I have to ask . . . what is this conclusion that you claim not to be able to support?

I presented three arguments against a free-market in medicine. I argued that two of these arguments are unsound, but the third is sound.

So, where do you disagree?

Are you claiming that one of the arguments I assert to be unsound is actually sound? If this is the case, which one?

Or are you claiming that the one argument I claimed to be sound is actually unsound. In which case, where is the fault?

Emu Sam said...

Once upon a time, in China and perhaps other places, people didn't pay for health care; they paid for health. That is, they paid their medical practitioner regular fees as long as they were healthy, and stopped paying for as long as they were sick.

I do not know how this could work when health care can run to hundreds of thousands of dollars for a single person. What if one doctor was suddenly responsible for caring for fifty such people who might never get better? She would probably choose to skimp on health care and let them die faster, because she wouldn't be able to afford any other choice.

Far better to spread the risk even further with systems such as insurance or government.
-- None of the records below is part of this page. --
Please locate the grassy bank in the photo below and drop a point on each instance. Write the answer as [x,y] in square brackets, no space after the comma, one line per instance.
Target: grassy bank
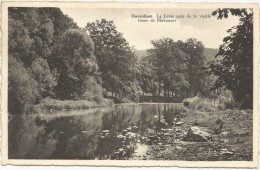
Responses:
[54,104]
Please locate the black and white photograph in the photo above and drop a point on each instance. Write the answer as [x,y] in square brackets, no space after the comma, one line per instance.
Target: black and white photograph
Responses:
[130,82]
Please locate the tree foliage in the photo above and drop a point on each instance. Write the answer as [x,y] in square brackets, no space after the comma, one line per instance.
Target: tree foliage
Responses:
[116,59]
[76,64]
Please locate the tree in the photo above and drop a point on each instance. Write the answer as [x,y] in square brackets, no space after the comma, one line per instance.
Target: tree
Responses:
[147,76]
[46,80]
[116,59]
[76,64]
[169,61]
[195,62]
[22,87]
[235,68]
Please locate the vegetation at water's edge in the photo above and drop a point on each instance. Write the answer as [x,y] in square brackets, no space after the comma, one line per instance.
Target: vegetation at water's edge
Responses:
[55,105]
[231,133]
[51,57]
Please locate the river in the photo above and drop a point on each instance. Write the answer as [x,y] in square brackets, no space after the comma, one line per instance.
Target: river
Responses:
[118,132]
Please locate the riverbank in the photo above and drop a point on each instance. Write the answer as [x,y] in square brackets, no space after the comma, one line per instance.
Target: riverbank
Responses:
[56,105]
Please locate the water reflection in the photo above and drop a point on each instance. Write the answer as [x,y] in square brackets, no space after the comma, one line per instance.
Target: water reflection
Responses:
[106,133]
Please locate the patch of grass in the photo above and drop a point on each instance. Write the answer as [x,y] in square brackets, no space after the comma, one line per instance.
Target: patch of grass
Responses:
[200,104]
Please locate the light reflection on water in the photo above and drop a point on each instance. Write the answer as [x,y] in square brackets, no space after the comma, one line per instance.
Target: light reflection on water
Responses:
[79,134]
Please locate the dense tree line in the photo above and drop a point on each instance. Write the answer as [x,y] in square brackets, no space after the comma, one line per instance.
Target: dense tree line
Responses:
[235,66]
[50,56]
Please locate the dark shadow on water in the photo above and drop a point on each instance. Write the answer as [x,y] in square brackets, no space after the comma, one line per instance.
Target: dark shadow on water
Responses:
[105,133]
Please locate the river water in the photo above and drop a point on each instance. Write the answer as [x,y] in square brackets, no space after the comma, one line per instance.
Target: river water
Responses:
[118,132]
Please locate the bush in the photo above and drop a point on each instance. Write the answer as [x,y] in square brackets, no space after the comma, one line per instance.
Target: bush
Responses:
[93,92]
[22,87]
[197,103]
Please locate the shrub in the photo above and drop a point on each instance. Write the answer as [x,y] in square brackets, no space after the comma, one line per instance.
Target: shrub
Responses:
[93,92]
[197,103]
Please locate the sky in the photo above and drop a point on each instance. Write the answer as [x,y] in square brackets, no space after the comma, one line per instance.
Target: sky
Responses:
[208,30]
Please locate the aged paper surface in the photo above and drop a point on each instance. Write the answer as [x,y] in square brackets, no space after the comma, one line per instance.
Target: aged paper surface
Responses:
[100,136]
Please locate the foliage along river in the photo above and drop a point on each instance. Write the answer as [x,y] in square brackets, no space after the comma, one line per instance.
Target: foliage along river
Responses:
[118,132]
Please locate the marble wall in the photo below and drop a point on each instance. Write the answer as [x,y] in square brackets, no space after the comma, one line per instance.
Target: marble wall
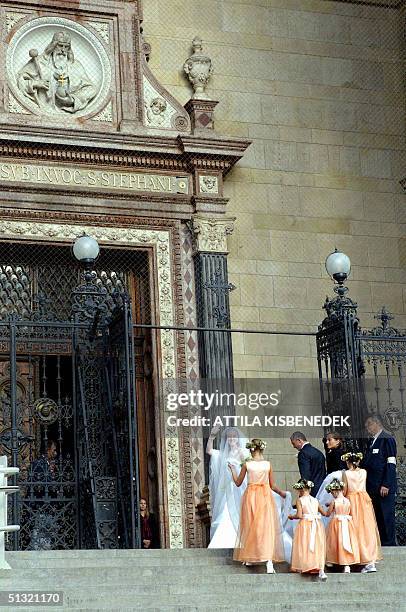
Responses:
[319,88]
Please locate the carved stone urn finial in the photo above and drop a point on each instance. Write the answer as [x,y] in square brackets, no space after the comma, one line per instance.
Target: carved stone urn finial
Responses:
[198,67]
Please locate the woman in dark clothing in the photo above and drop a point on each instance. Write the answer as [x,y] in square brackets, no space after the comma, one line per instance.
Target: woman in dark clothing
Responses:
[149,535]
[334,445]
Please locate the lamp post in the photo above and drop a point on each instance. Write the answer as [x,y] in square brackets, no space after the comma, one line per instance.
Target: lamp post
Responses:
[338,266]
[89,298]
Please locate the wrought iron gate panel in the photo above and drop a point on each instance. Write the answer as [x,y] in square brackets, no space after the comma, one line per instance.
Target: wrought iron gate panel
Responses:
[121,400]
[36,409]
[68,375]
[361,372]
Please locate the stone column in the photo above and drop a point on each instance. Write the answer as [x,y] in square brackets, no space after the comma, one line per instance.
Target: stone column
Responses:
[212,294]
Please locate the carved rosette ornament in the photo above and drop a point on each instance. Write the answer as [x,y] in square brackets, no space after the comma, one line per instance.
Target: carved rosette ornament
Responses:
[210,234]
[198,68]
[59,67]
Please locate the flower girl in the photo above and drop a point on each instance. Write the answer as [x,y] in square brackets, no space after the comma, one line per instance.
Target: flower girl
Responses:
[260,535]
[362,511]
[342,543]
[309,541]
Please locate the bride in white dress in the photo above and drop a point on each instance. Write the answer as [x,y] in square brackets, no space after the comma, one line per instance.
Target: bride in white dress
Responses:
[225,498]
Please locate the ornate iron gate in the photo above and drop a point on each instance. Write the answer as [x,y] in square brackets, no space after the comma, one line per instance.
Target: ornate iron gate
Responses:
[67,388]
[361,372]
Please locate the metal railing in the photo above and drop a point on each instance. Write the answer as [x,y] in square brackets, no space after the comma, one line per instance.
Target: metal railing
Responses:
[5,490]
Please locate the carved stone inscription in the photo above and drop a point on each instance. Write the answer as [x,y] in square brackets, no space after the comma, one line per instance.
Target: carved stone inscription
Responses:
[67,176]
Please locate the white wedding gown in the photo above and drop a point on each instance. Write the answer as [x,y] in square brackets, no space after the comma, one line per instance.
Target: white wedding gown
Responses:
[225,499]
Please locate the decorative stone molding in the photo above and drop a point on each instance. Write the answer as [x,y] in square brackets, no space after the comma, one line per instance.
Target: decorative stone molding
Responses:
[198,68]
[208,184]
[31,61]
[105,115]
[210,234]
[102,29]
[159,112]
[15,107]
[12,19]
[160,241]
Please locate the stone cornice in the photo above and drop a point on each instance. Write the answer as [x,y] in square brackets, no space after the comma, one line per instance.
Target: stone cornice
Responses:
[78,218]
[139,151]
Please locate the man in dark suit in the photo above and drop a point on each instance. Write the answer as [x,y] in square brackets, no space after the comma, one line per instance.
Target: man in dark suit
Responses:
[380,464]
[311,461]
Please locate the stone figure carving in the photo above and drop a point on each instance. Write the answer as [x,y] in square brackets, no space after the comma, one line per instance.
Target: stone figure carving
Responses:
[208,184]
[155,111]
[198,67]
[54,80]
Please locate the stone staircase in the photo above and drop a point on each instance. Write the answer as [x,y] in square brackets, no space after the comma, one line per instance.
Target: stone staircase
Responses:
[197,579]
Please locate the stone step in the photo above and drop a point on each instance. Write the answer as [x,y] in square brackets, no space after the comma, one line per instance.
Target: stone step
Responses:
[208,599]
[193,581]
[165,553]
[312,606]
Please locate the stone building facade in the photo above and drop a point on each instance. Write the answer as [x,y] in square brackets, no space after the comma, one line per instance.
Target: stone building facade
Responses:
[294,145]
[318,87]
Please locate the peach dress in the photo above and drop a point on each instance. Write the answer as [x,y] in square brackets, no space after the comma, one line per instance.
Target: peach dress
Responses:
[309,541]
[259,536]
[363,514]
[342,543]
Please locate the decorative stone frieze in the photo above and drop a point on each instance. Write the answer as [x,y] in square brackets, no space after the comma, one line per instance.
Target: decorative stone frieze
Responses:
[210,234]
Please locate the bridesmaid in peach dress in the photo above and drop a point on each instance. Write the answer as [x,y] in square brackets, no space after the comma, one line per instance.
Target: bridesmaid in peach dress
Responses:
[259,536]
[309,541]
[342,543]
[362,511]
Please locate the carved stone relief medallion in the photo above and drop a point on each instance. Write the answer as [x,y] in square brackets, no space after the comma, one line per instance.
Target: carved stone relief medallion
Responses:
[58,67]
[208,184]
[159,112]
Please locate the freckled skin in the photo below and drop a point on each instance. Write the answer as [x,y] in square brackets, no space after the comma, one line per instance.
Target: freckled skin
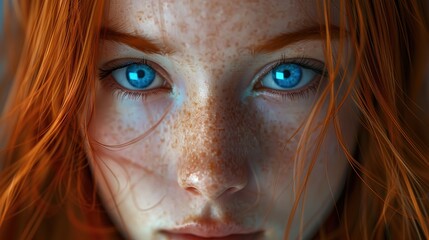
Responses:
[214,150]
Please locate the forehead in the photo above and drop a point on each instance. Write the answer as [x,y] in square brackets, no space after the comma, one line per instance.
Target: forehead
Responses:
[214,24]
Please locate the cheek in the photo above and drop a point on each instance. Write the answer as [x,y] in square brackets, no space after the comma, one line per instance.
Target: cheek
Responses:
[126,140]
[120,119]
Geekalot, you say healthcare for profit is reprehensible. What do you think all the healthcare practitioners are doing? To be sure there are some who donate all their time for no profit. Far more doctors, nurses, technicians, etc. trade healthcare services for profit - for food, a nice house, a regular vacation, the ability to send kids to college.

You probably meant something else by that statement, because I doubt you see a problem with even hospital administrators being able to support a certain lifestyle in return for making healthcare go a little smoother.